I know that, Nevada. I feel it inside." Nevada sat there quietly, his hand absently stroking her head as she cried.
"Things'll be different once you get back East," he said softly.
"There'll be young men there an- "
She raised her hand and looked up at him.
The first faint flicker of morning light illuminated her features.
Her eyes were wide and shining with her tears.
"Young men, Nevada?" she asked and her voice seemed to fill with scorn. "They're one of the things I’m afraid of.
Don't you think if I weren't, I'd have married Jonas instead of his father?" He didn't answer. "Young men are all alike," she continued.
"They only want one thing from me." Her lips drew back across her white teeth and she spat the words out at him. "To fuck!

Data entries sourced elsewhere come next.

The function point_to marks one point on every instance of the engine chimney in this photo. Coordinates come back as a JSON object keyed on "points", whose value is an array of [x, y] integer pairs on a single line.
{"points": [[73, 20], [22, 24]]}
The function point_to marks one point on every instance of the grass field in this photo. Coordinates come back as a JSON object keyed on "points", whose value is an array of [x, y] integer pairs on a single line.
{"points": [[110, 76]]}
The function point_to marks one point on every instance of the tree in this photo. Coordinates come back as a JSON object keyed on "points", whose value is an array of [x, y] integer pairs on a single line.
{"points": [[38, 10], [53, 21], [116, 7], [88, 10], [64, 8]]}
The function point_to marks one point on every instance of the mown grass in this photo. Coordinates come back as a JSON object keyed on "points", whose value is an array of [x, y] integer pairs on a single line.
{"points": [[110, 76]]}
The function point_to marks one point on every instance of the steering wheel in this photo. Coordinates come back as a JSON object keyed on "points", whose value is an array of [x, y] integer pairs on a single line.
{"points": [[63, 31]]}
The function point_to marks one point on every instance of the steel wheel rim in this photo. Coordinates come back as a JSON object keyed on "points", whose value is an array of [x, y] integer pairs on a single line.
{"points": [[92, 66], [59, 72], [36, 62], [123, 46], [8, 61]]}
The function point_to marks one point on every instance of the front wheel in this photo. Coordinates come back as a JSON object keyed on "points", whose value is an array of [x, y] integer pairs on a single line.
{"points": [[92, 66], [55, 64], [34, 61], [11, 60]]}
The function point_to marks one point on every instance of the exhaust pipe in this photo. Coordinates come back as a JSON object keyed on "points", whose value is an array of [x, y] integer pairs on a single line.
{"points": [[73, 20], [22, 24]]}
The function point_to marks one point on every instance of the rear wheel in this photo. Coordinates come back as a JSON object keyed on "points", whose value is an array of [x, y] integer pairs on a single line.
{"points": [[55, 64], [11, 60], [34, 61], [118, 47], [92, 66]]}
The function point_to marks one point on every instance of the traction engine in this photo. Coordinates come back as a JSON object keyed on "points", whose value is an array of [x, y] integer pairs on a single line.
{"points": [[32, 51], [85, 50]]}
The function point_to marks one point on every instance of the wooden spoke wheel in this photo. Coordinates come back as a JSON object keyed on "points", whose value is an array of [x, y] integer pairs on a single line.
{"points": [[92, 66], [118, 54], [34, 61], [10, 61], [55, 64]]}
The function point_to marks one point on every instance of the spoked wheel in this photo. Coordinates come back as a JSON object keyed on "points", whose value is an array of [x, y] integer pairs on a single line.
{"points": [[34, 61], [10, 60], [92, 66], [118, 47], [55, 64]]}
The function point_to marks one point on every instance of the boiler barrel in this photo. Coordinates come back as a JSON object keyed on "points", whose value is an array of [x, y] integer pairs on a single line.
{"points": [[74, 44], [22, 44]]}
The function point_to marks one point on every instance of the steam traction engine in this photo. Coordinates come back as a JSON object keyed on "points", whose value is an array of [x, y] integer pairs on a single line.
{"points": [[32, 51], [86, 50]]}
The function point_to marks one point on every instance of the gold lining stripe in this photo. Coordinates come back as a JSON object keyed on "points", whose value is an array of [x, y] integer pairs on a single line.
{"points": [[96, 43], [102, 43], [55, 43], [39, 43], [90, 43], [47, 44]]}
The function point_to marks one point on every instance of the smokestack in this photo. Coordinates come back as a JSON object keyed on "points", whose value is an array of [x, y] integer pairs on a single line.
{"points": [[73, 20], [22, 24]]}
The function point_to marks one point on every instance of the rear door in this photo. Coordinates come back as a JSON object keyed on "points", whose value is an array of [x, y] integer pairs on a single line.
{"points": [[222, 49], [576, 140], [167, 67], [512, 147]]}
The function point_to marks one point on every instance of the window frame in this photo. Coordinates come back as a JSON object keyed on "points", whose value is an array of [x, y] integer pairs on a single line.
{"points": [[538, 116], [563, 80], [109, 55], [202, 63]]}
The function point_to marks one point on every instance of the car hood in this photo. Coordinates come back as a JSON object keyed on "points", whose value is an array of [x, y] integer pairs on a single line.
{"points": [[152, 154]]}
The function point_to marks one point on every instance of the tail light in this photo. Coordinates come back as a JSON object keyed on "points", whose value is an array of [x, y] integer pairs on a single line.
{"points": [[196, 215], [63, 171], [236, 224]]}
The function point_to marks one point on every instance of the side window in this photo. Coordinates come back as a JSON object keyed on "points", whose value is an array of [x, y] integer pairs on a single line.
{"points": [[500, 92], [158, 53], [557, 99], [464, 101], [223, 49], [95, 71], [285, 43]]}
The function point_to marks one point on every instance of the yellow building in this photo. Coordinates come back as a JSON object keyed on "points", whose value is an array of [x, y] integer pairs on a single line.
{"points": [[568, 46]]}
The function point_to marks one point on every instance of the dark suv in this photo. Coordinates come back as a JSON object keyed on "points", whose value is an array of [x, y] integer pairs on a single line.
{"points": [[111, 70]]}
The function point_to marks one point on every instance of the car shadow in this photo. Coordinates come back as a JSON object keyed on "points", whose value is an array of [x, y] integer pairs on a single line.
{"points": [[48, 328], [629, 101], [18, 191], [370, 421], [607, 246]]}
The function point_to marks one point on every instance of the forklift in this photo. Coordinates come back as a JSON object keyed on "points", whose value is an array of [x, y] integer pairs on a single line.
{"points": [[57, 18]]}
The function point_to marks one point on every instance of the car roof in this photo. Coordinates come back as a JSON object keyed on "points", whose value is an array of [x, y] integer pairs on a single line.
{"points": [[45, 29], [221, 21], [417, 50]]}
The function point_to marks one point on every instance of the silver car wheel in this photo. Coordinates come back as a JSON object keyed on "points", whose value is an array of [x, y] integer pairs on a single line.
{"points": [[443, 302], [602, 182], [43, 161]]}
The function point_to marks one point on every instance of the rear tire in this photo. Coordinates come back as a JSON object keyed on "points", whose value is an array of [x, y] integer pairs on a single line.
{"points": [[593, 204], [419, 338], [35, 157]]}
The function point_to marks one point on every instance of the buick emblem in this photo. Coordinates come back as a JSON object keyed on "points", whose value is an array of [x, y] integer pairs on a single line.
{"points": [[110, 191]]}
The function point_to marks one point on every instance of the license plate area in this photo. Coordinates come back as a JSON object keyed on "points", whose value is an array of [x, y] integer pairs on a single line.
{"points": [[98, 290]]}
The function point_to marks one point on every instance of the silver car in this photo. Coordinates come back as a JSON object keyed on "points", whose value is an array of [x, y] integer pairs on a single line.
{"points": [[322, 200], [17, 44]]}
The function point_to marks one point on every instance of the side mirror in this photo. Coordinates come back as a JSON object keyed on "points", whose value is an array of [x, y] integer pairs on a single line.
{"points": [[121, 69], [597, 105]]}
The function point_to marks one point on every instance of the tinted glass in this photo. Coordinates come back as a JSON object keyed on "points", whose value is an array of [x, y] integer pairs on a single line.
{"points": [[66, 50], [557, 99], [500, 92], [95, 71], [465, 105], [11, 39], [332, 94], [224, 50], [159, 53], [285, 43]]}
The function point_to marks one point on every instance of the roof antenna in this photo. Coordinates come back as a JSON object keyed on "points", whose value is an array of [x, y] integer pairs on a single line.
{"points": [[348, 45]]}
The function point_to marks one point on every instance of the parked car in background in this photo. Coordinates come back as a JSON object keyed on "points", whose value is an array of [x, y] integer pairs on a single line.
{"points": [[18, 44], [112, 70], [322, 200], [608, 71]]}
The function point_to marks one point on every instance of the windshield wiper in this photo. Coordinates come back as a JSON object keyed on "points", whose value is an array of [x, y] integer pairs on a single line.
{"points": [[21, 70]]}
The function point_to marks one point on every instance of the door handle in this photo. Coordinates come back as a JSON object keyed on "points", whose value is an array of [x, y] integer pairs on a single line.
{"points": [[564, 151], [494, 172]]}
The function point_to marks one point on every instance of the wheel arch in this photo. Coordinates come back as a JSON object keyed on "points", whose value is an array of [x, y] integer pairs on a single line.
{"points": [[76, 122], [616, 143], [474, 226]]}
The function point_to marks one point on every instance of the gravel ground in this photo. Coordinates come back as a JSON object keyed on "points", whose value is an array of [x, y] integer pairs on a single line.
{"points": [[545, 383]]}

To do nothing but fuck, fuck, fuck!"
He stared at her, a kind of shock running through him at hearing her clear and venomously ladylike articulation of the so familiar word.
Then it was gone and he smiled.
"What do you expect, Rina?" he asked.
"Why are you tellin' me all this?"
Her eyes looked into his face.
"Because I want you to know me," she said.
"I want you to understand what I'm like. No man ever has."
The cigarette scorched his lips. He put it out quickly.
"Why me?"
"Because you're not a boy." The answer came quickly. "You're a grown man."